The Limitation Act 1980 (LA 1980) provides that a claim founded on fraud must be brought within six years. However, Section 32 LA 1980 provides that such time period begins to run only from the date the claimant discovered the fraud or could, with reasonable diligence, have discovered it: “where in the case of any action for which a period of limitation is prescribed by this Act…the action is based upon the fraud of the defendant…the period of limitation shall not begin to run until the plaintiff has discovered the fraud, concealment or mistake (as the case may be) or could with reasonable diligence have discovered it.”

The key question raised was whether these companies could have, with reasonable diligence, discovered the fraud during the period in which they were dissolved:

  • On the basis that the fraud occurred between May and July of 2009, the claims for dishonest assistance were time-barred at the end of July 2015, unless section 32 LA 1980 applied.
  • Nathanael was dissolved on 1 February 2011, with Inline being dissolved on 7 December 2010.
  • After the fraud perpetrated in 2009, both companies had been abandoned by their directors and were not operational until they were restored to the register on 19 March 2012 and 8 June 2015 respectively.
  • The claim forms were issued on 8 November 2017.

Assuming that the claim forms had been issued on the last day of the six-year limitation period, Nathanael and Inline were required to demonstrate that they were not aware of the fraud, and could not have discovered the fraud with reasonable diligence, at any time before 8 November 2011. The companies’ key argument was that during their respective periods of dissolution their existence during this period had been “bare” and there was no-one in place at either company during this period that could have exercised reasonable endeavours to discover the fraud.

Section 1032 of the Companies Act 2006 provides that companies that have been dissolved and restored to the register are deemed to have continued in existence throughout.

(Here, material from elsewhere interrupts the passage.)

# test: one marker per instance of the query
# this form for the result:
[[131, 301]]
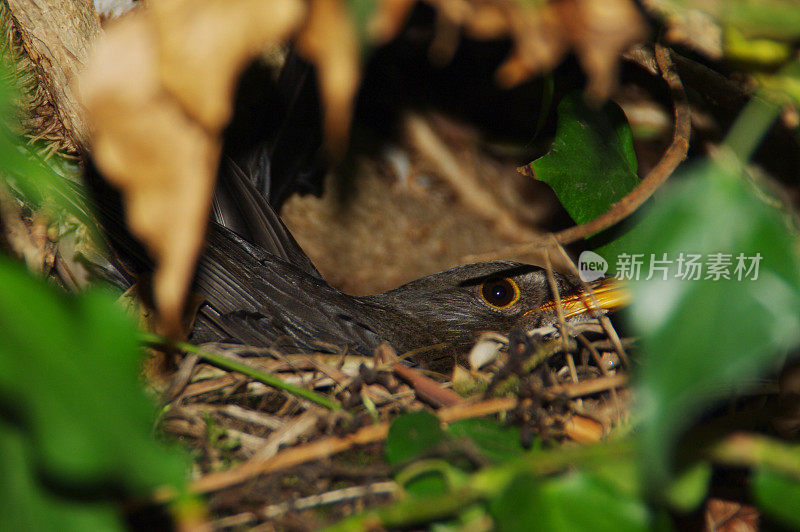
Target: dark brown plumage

The Supreme Court’s view was that the burden remains throughout on the company seeking to rely on that section to demonstrate the counter-factual: that they could not, with reasonable diligence, have discovered the fraud during the period of dissolution. Dissolution did not displace that requirement and here, the Supreme Court concluded, both Nathanael and Inline had simply failed to produce the required evidence. As such, the claims of dishonest assistance against TFS in respect of these two companies were found to be time-barred.

Implications of the judgment

The Supreme Court decision reaffirms the position of the Court of Appeal that any person who is knowingly a participant in the carrying on of an insolvent business with the intent to defraud creditors could be liable for fraudulent trading under section 213 IA 1986. This confirmation comes as a welcome development for liquidators and creditors of insolvent companies alike, as it provides for recourse against (potentially solvent) third parties for the benefit of the insolvent estate.

It is not all plain sailing, however. The threshold for fraudulent trading claims remains high as the liquidator must prove that the business has been carried on for a fraudulent purpose. Therefore, whilst a broader statutory interpretation has been confirmed, it seems unlikely that in practice we will see many more claims commenced under section 213 IA 1986.

The Supreme Court’s ruling regarding limitation is more troubling. In circumstances where a company has been effectively abandoned by its delinquent directors leading to its eventual dissolution, where that company is latterly restored to the register any claims against those directors may be time-barred. Shareholders or creditors concerned about director misconduct should act swiftly to commence claims or seek the appointment of liquidators to investigate and pursue all available claims.